Beyond depression, PE-22-28 and parent compound spadin have been assessed in anxiety paradigms. In the open field test — where reduced exploration of the centre zone indicates anxious behaviour — spadin-treated mice demonstrated significantly greater central zone exploration, suggesting an anxiolytic effect. In the elevated plus maze (EPM), a reduction in closed arm preference (indicative of reduced anxiety) was also observed. These findings are consistent with TREK-1's expression in the amygdala — a region central to fear conditioning and anxiety — and its role in regulating amygdalar neuronal excitability. Whether these anxiolytic effects are mechanistically linked to the serotonergic enhancement or represent independent TREK-1 actions in anxiety circuits is an open research question.
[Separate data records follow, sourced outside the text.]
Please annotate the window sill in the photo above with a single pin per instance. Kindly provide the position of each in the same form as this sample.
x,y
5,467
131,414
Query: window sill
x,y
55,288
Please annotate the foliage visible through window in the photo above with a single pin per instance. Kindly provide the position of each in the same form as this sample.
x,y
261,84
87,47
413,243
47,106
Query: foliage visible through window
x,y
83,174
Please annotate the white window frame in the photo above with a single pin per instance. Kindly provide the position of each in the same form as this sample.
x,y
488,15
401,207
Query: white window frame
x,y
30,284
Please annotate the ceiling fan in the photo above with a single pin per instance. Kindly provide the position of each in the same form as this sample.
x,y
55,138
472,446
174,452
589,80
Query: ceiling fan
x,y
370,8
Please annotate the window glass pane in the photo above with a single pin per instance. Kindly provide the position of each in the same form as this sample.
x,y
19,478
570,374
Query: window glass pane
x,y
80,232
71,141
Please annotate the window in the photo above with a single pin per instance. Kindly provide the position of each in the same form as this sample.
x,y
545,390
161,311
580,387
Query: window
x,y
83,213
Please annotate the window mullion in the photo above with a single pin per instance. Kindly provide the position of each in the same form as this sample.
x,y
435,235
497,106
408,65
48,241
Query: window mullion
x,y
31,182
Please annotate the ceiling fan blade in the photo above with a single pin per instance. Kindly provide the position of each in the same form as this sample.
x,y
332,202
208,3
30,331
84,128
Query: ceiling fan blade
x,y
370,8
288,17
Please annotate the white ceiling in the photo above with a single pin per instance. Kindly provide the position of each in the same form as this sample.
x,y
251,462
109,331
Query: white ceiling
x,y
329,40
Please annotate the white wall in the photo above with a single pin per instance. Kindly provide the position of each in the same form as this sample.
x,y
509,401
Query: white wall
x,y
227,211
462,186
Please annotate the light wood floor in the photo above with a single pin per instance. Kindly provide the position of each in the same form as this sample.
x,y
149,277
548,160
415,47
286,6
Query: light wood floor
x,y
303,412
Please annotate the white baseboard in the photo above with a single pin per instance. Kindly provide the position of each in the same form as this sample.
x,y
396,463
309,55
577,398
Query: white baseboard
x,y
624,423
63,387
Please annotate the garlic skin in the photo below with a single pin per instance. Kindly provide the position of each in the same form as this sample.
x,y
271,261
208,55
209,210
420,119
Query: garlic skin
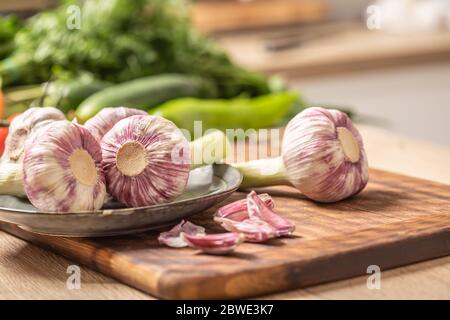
x,y
62,169
324,156
23,126
146,160
103,121
11,162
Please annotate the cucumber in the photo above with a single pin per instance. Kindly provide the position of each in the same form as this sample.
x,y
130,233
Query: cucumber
x,y
145,93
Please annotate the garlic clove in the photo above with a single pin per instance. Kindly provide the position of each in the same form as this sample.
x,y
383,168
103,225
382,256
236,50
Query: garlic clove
x,y
324,155
172,238
146,160
103,121
20,129
254,230
222,243
24,125
237,210
62,169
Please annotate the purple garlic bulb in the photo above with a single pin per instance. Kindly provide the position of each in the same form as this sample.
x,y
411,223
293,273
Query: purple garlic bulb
x,y
62,169
146,160
324,155
103,121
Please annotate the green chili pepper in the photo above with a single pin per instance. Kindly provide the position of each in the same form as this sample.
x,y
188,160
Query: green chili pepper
x,y
242,112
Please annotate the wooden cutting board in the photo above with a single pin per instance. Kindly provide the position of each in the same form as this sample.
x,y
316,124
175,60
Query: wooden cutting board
x,y
397,220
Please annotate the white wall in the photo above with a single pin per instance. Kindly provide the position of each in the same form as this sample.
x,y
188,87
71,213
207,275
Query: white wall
x,y
412,100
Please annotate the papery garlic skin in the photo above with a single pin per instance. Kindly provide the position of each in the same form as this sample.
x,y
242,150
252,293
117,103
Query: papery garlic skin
x,y
324,156
103,121
23,126
146,160
62,169
11,162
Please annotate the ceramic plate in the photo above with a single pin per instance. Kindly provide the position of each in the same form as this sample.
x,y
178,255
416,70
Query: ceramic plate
x,y
206,187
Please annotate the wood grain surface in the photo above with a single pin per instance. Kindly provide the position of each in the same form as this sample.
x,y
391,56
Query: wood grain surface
x,y
397,220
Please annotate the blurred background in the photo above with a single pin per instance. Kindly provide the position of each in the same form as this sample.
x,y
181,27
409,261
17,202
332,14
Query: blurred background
x,y
389,61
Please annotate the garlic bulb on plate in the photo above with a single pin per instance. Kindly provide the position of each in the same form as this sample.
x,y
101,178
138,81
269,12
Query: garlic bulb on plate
x,y
11,175
146,160
62,169
322,156
103,121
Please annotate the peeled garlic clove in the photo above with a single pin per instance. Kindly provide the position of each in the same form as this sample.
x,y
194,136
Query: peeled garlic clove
x,y
172,238
146,160
11,162
257,209
324,155
103,121
254,230
237,210
222,243
62,169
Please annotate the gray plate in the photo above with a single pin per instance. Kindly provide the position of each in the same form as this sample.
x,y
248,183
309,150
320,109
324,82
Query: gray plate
x,y
206,187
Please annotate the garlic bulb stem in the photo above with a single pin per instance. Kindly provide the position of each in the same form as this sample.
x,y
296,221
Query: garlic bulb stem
x,y
349,144
263,173
132,159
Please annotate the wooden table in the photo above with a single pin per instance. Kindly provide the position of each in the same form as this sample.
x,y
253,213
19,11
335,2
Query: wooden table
x,y
28,272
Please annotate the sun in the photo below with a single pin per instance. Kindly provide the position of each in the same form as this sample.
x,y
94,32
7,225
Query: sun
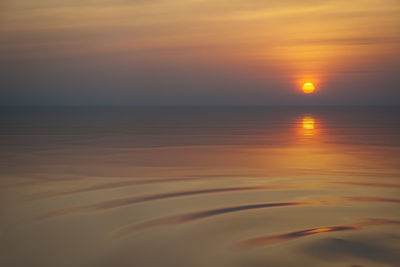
x,y
308,88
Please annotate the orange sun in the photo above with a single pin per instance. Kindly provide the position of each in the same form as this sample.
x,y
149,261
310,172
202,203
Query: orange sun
x,y
308,88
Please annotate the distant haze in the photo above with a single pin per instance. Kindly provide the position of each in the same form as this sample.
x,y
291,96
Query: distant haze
x,y
209,52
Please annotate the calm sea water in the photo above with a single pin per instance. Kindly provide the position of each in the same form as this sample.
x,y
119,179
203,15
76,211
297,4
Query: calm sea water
x,y
200,187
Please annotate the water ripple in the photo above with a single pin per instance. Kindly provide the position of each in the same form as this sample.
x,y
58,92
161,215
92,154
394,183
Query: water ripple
x,y
276,238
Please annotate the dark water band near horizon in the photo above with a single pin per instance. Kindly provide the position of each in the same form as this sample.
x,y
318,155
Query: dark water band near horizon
x,y
199,186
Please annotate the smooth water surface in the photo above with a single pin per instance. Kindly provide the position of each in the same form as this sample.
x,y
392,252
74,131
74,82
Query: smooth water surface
x,y
200,186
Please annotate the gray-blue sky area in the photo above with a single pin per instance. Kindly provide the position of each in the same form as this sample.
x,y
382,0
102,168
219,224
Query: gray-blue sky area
x,y
199,52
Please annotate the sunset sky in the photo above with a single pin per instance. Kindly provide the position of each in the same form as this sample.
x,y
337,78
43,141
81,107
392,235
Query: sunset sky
x,y
199,52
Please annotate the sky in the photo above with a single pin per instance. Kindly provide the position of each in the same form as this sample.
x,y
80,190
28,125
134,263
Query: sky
x,y
199,52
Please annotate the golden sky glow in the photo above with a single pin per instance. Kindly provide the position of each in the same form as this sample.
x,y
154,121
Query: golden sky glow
x,y
273,44
308,88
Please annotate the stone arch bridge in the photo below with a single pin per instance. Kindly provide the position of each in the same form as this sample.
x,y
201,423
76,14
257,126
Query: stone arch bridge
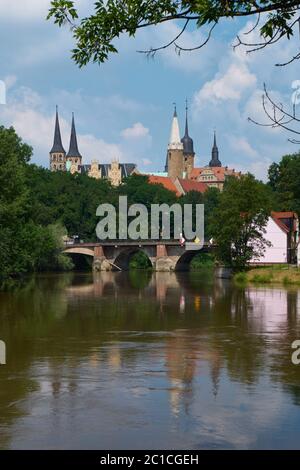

Stability and Research Considerations

As a hexapeptide of approximately 746 Da, PE-22-28 is among the smallest compounds in the research peptide class — conferring excellent aqueous solubility and reconstitution ease. Lyophilised PE-22-28 is stable at −20°C for 24+ months. Reconstitution in bacteriostatic water is standard. Its primary pharmacological limitation is plasma half-life — estimated at below 60 minutes in rodent plasma based on extrapolation from spadin stability data — requiring multiple daily administrations for sustained receptor occupation in chronic research protocols. Intranasal delivery is being explored as a route offering more direct CNS delivery, but formal pharmacokinetic data for PE-22-28 via intranasal route has not been published.

Research Use Only. Research Use Only — Disclaimer This document is prepared for laboratory and research reference purposes only. PE-22-28 is not approved by the FDA or any regulatory agency for human therapeutic use. The evidence base is entirely preclinical, originating from a small number of French research institutions. This content does not constitute medical advice, diagnosis, or treatment recommendation. Researchers must comply with all applicable institutional and jurisdictional regulations.

References

  1. Mazella J, et al. "Spadin, a sortilin-derived peptide, targeting rodent TREK-1 channels: a new concept in the antidepressant drug design." *PLoS Biol*. 2010;8(4):e1000355.
  1. Moha Ou Maati H, et al. "Spadin as a new antidepressant: absence of TREK-1-related side effects." *Neuropharmacology*. 2012;62(1):278–288.
  1. Djillani A, et al. "Shortened spadin analogs display better TREK-1 inhibition, in vivo stability and antidepressant activity." *Front Pharmacol*. 2017;8:643.
  1. Lauritzen I, et al. "Cross-talk between the mechano-gated K2P channel TREK-1 and the actin cytoskeleton mediates cell shape changes." *EMBO J*. 2005;24(23):4093–4105.
  1. Bhaskaran MD, Smith BN. "Effects of TREK-1 on synaptic plasticity and depression-like behavior." *Br J Pharmacol*. 2010;162(3):781–793.
  1. Djillani A, et al. "PE-22-28, a novel antidepressant spadin analogue with improved metabolic stability and efficacy in chronic stress models." *Neuropharmacology*. 2019;155:195–204.
For research and laboratory use only.